One of the fundamental objectives of Computer Science is to solve problems using computers that are very difficult and/or cumbersome to solve otherwise. For example: computing an approximate solution of a complex differential equation. Naturally, one would like to solve such problems on computers as quickly as possible. This has given rise to the fields of algorithms and complexity theory. The field of algorithms concerns itself with trying to solve a given problem as quickly as possible while that of complexity theory tries to come up with arguments showing why a certain problem cannot be solved more efficiently than the currently known method. For a problem, when both the fields converge, one gets an optimal method for solving the problem.
Mathematics has proved to be a rich source of problems for Computer Science. It has provided basic problems like implementing addition, multiplication of numbers to complex problems like computing Fourier transform, solving differential equations, polynomial factorization etc.
Many of these problems are used in a wide variety of applications, e.g., storing images in JPEG format, storing songs in MP3 format, error-free and secure transmission of data etc.

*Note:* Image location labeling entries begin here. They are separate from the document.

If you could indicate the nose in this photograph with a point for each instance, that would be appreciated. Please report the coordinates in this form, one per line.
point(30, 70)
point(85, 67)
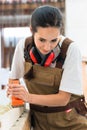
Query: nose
point(47, 46)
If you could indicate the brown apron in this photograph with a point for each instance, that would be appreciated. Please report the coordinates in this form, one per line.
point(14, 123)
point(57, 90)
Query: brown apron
point(45, 81)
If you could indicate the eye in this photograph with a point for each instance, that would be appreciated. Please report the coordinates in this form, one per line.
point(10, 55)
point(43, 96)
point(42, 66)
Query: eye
point(42, 40)
point(54, 40)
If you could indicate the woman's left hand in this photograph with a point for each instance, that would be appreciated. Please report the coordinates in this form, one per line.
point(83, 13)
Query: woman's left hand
point(18, 91)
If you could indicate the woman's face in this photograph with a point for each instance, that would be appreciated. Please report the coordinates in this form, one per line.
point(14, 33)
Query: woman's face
point(46, 39)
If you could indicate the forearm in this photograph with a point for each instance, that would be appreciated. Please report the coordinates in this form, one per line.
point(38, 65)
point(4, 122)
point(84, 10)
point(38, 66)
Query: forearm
point(49, 100)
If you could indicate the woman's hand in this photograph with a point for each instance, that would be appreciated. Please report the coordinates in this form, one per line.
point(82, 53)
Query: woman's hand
point(18, 91)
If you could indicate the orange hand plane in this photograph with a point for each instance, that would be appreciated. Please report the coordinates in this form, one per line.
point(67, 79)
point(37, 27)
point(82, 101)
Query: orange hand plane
point(15, 102)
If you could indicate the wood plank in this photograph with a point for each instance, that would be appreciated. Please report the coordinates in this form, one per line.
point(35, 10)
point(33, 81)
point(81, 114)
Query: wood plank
point(10, 117)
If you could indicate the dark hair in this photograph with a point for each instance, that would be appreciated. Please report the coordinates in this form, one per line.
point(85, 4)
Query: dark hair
point(46, 16)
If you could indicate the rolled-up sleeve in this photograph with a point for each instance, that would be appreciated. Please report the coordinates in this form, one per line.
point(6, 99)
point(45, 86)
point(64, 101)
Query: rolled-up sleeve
point(72, 75)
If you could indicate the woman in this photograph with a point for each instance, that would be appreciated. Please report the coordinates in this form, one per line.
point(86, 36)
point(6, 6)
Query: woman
point(52, 74)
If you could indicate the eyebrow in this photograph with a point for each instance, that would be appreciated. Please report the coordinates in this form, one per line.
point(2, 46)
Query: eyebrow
point(46, 39)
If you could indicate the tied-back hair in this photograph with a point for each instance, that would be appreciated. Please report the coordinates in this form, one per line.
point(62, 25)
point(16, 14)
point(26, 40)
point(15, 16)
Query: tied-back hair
point(46, 16)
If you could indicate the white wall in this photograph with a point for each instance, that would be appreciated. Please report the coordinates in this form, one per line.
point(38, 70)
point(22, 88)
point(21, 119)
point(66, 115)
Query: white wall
point(0, 49)
point(76, 23)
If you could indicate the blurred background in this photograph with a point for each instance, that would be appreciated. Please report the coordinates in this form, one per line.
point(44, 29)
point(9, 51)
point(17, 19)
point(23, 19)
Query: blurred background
point(15, 20)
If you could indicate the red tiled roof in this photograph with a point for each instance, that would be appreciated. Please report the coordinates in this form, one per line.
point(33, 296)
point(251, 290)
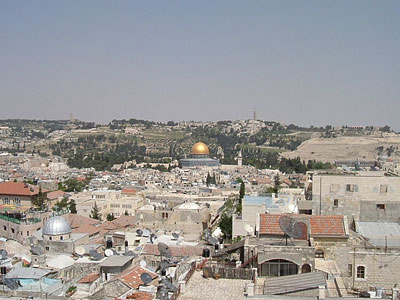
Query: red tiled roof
point(269, 224)
point(177, 251)
point(78, 220)
point(132, 277)
point(327, 226)
point(89, 229)
point(89, 278)
point(55, 194)
point(318, 225)
point(18, 189)
point(125, 221)
point(128, 191)
point(140, 296)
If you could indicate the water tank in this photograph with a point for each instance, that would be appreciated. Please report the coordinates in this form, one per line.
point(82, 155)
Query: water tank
point(206, 252)
point(379, 292)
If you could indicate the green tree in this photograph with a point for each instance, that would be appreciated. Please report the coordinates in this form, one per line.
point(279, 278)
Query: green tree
point(226, 225)
point(95, 212)
point(277, 183)
point(72, 207)
point(208, 179)
point(40, 200)
point(60, 205)
point(242, 191)
point(110, 217)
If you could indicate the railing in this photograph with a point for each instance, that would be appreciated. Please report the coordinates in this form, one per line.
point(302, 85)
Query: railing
point(186, 279)
point(18, 221)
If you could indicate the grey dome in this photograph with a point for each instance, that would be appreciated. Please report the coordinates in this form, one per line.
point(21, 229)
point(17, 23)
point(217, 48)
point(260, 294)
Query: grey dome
point(56, 226)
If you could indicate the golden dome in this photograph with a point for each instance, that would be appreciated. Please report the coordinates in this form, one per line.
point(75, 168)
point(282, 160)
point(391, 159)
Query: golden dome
point(200, 149)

In this writeup, three problems from mathematics are discussed: Graph Isomorphism, F-Algebra Isomorphism, and Cubic Form Equivalence. The Graph Isomorphism problem is as follows. We are given two undirected simple graphs over n vertices, say G and H. The vertices in both the graphs are numbered from 1 to n. The problem is to decide if the two graphs are isomorphic. In other words, to check if renumbering the vertices of G make it equal to H. This problem has had a long history.
It is useful in several places, for example in classifying the structure of large molecules (the atoms are "vertices" and bonds between them are "edges"). It is known that this problem is unlikely to be NP-hard and so the problem might be easy to solve. At the same time, no efficient algorithm is known for solving the problem.
The F-Algebra Isomorphism problem is as follows. Given two algebras over field F (algebras are commutative rings with identity), test if they are isomorphic. This is one of the basic problems in mathematics. When the two algebras are fields, it is easy to test the isomorphism. However, in general, the problem is not easy to solve. When F is an algebraically closed field (for example, the field of complex numbers), then -- using the famous Hilbert's Nullstellensatz -- one can show that the problem can be solved within polynomial space. When F is the field of reals, then -- using another famous result by Tartski on decidability of first-order theory of reals -- one can show that the problem can be solved in doubly exponential time. When F is the field of rational numbers, the status of the problem is open -- it is not even known to be decidable! When F is a finite field, its complexity is very similar to that of Graph Isomorphism.
The Cubic Form Equivalence problem is as follows. Given two homogeneous, degree three polynomials over field F, test if the first one becomes equal to the second one under a linear transformation. This problem is also very well studied in mathematics. In case of degree two polynomials (instead of degree three), the problem has a very elegant and efficient solution for any F. However, degree three case does not appear so easy.
The complexity of the problem also depends on the field F and behaves in the same way as the complexity of the F-Algebra Isomorphism problem.
Interestingly, although these three problems do not seem related to each other, it can be shown that, in fact, they are! The Graph Isomorphism problem can be transformed to F-Algebra Isomorphism problem which, in turn, can be transformed to Cubic Form Equivalence problem. In addition, the Cubic Form Equivalence problem can be transformed to F-Algebra Isomorphism problem making the two problems equivalent to each other.
These results -- although not shedding much light on the exact complexity of these problems -- exhibit a deep relationship between the three problems and might be useful in future to settle their complexity.